I suspect the instructor has never tried it to really know what really does or doesn't happen. I package my soap at 4-6 weeks and I've been doing this for some years. The soap doesn't "sweat" or do crazy things after it's packaged -- it looks fine. 

I'm sure the sniffy hole doesn't hurt, but occasionally I miss making a sniffy hole for a bar here and there. The lack of a hole doesn't seem to matter to the soap. 

In fact, my packaged soap stays nicer in humid weather than soap I do not package. Naked soap sometimes gets slick on the surface from the humidity.


----------



## cmzaha (Mar 30, 2019)

as DeeAnna says above. 
I do not use the higher heat to separate because it seems to kill my heat wires sooner. Just takes a second to cut of the excess


----------



## DWinMadison (Mar 30, 2019)

DWinMadison said:


> On this subject...do those of you with experience store your soap in the open or wrap it after 6 weeks?  Does it matter for life of the soap and/or the scent?


Got it.  Used it. Works perfectly.


----------



## Cal43 (Mar 31, 2019)

DWinMadison said:


> Got it.  Used it. Works perfectly.


Which one did you get? Does it come with replacement parts?


----------



## kasilofchrisn (Mar 31, 2019)

Mine came with a spare sealer wire.
Haven't needed to change it yet but since I don't sell I don't use mine as much as others here.


----------



## Tabitha.b89 (Mar 31, 2019)

I just want to throw this out there. I was wrapping my soaps in shrink wrap for a while, but didn’t want to buy a sealer because I only make personal use soaps for friends and family. I had an idea to try ONLY the sealing button on my vacuum sealer and it worked great. I just pulled gently and evenly on the soap while it was sealing and it cut and sealed perfectly. I know they aren’t exactly cheap, but in a pinch, if you already have a vacuum packer, it’s an option!


----------



## earlene (Mar 31, 2019)

That's a good suggestion, *Tabitha*.  I am sure there are many of us who have those already.  I do, and had I thought of it before buying my impulse sealer, I probably would have given it a try.


----------



## soapmaker (Mar 31, 2019)

Tabitha.b89 said:


> I just want to throw this out there. I was wrapping my soaps in shrink wrap for a while, but didn’t want to buy a sealer because I only make personal use soaps for friends and family. I had an idea to try ONLY the sealing button on my vacuum sealer and it worked great. I just pulled gently and evenly on the soap while it was sealing and it cut and sealed perfectly. I know they aren’t exactly cheap, but in a pinch, if you already have a vacuum packer, it’s an option!
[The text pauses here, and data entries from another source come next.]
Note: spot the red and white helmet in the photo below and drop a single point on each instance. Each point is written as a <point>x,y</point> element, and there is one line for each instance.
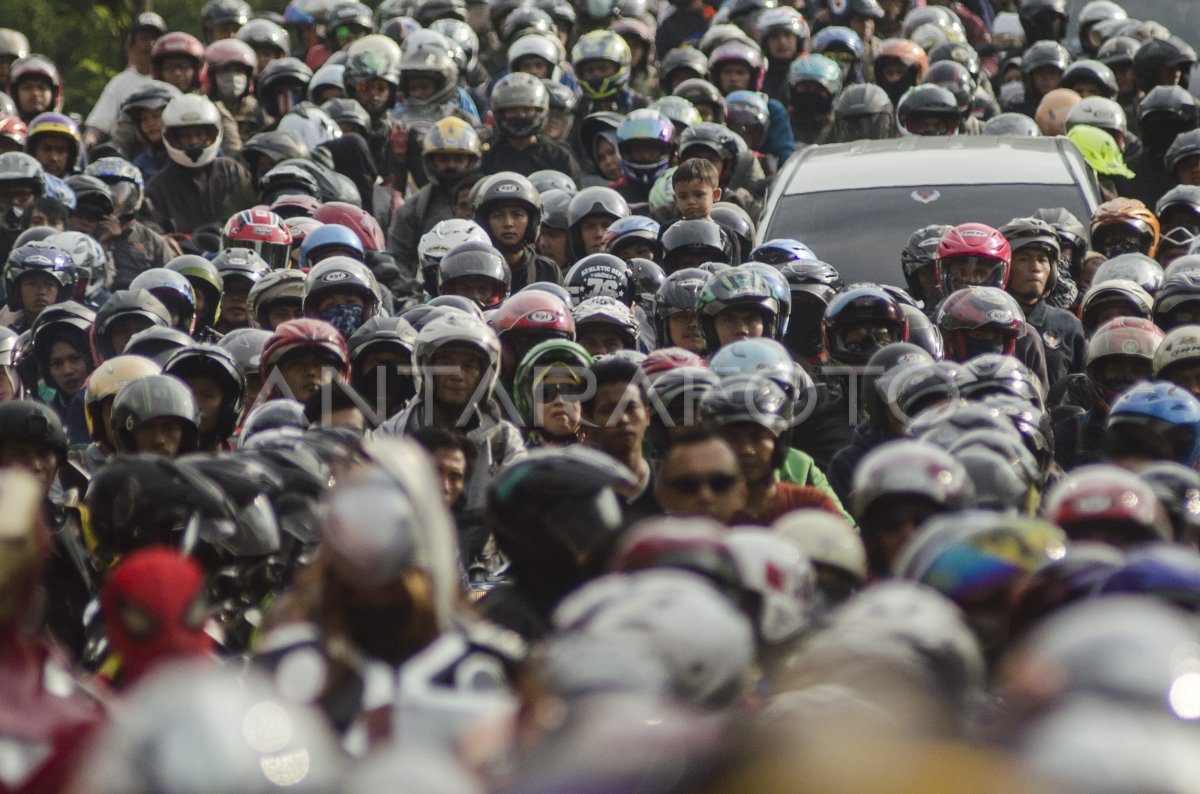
<point>779,578</point>
<point>262,232</point>
<point>973,254</point>
<point>305,332</point>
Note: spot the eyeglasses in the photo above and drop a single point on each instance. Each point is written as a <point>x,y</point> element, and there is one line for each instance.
<point>719,482</point>
<point>550,392</point>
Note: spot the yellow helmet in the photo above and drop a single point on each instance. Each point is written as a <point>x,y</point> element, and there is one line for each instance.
<point>105,382</point>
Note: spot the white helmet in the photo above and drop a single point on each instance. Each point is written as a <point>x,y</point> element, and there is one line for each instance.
<point>826,540</point>
<point>191,110</point>
<point>706,644</point>
<point>445,235</point>
<point>923,619</point>
<point>330,74</point>
<point>457,330</point>
<point>311,125</point>
<point>545,47</point>
<point>780,577</point>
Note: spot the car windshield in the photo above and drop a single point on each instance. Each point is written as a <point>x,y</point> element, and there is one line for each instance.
<point>863,232</point>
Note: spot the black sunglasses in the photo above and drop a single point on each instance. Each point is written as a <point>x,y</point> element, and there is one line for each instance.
<point>691,483</point>
<point>550,392</point>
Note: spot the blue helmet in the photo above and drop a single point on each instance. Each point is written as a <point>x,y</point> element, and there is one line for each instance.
<point>645,126</point>
<point>780,251</point>
<point>779,288</point>
<point>635,227</point>
<point>1167,571</point>
<point>843,46</point>
<point>331,235</point>
<point>765,358</point>
<point>58,190</point>
<point>1161,411</point>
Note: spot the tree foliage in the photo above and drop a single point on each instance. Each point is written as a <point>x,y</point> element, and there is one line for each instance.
<point>87,40</point>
Exactly what I was going to try! You beat me!


----------



## Tabitha.b89 (Mar 31, 2019)

soapmaker said:


> Exactly what I was going to try! You beat me!


Give it a go!! You’d never know the difference!


----------



## soapmaker (Mar 31, 2019)

Did you ever try vacuuming it?

ETA: I'm supposing you shrink it with a heat gun afterward.


----------



## DWinMadison (Mar 31, 2019)

Cal43 said:


> Which one did you get? Does it come with replacement parts?


Linsfield. Came with an extra bear strip and silicone gasket, but no instructions. I liked it because it gets hot instantly.


----------



## Tabitha.b89 (Mar 31, 2019)

soapmaker said:


> Did you ever try vacuuming it?
> 
> ETA: I'm supposing you shrink it with a heat gun afterward.


Yeah, you just use the sealing mechanism, then shrink as usual with a heat gun.


----------



## DWinMadison (Mar 31, 2019)

soapmaker said:


> Did you ever try vacuuming it?
> 
> ETA: I'm supposing you shrink it with a heat gun afterward.


A few of mine sealed with air trapped inside, but I’m sure it will leak out over a couple days, then I’ll hit mit with heat again before giving away.



Tabitha.b89 said:


> I just want to throw this out there. I was wrapping my soaps in shrink wrap for a while, but didn’t want to buy a sealer because I only make personal use soaps for friends and family. I had an idea to try ONLY the sealing button on my vacuum sealer and it worked great. I just pulled gently and evenly on the soap while it was sealing and it cut and sealed perfectly. I know they aren’t exactly cheap, but in a pinch, if you already have a vacuum packer, it’s an option!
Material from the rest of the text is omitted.